CME Group has witnessed sharp downward estimate revisions after reporting disappointing fourth-quarter and full-year 2012 results. Shares of this derivative exchange are likely to continue fluctuating given the absence of any major growth catalyst in the near future.
On Feb 5, CME Group reported fourth-quarter 2012 operating earnings per share of 63 cents, which was in line with the Zacks Consensus Estimate. However, it significantly lagged the year-ago quarter’s earnings of 71 cents.
The year-over-year decline was attributable to a 10.3% decline in total revenue, partially offset by a 10% dip in operating expenses. CME Group’s fees from clearing and transaction services, which accounts for about 84% of the total revenue, have been consistently deteriorating as a result of poor average daily volumes across asset classes.
While liquidity remains modest, poor financial results have deterred the company to repurchase shares. This further raises caution among investors. Although CME Group is straining to control expenses, the overall weak trading activity, lower volumes along with currency and interest rate fluctuations amid intense competition only heighten uncertainty in the near future.

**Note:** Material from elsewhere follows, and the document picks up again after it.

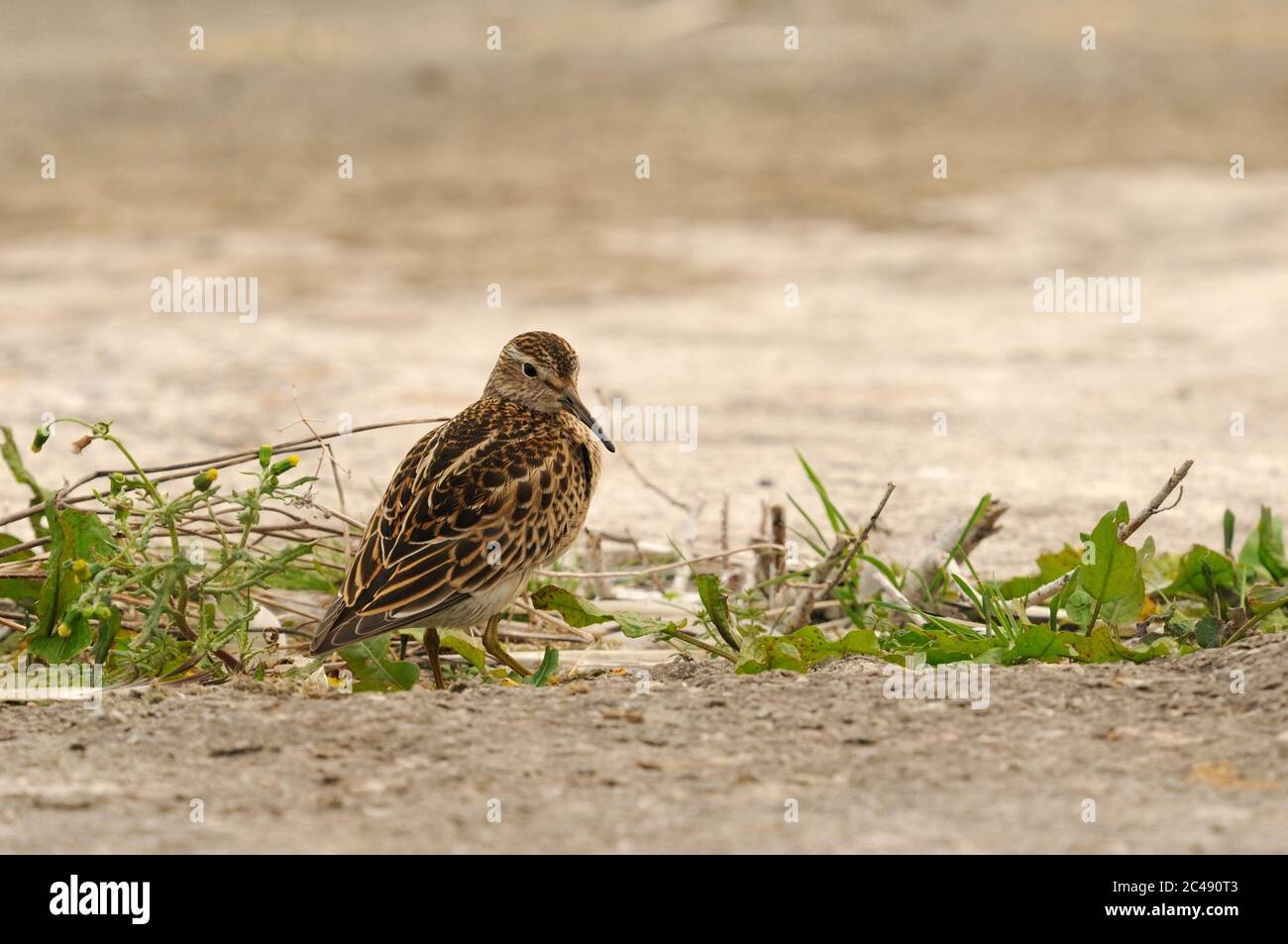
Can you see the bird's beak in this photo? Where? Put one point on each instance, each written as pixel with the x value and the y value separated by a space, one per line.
pixel 574 404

The Zacks Consensus Estimate for 2013 decreased 3.2% to $3.14 per share over the last 30 days, with 10 out of the 16 estimates being revised downward. For 2014, 7 of 14 estimates were revised downward, over the last 30 days, sinking the Zacks Consensus Estimate by 2.8% to $3.59 per share. No upward revisions have been witnessed for both the years.
Other Stocks to Consider
While most stock exchanges are bearing the brunt of weak volumes, though not as severe as CME Group, there are some strong performers in the financial sector, which include XL Group Plc ( XL - Analyst Report ) , Employers Holdings Inc. ( EIG - Snapshot Report ) and Bank of Montreal ( BMO - Snapshot Report ) . All of these carry a Zacks Rank #1 (Strong Buy).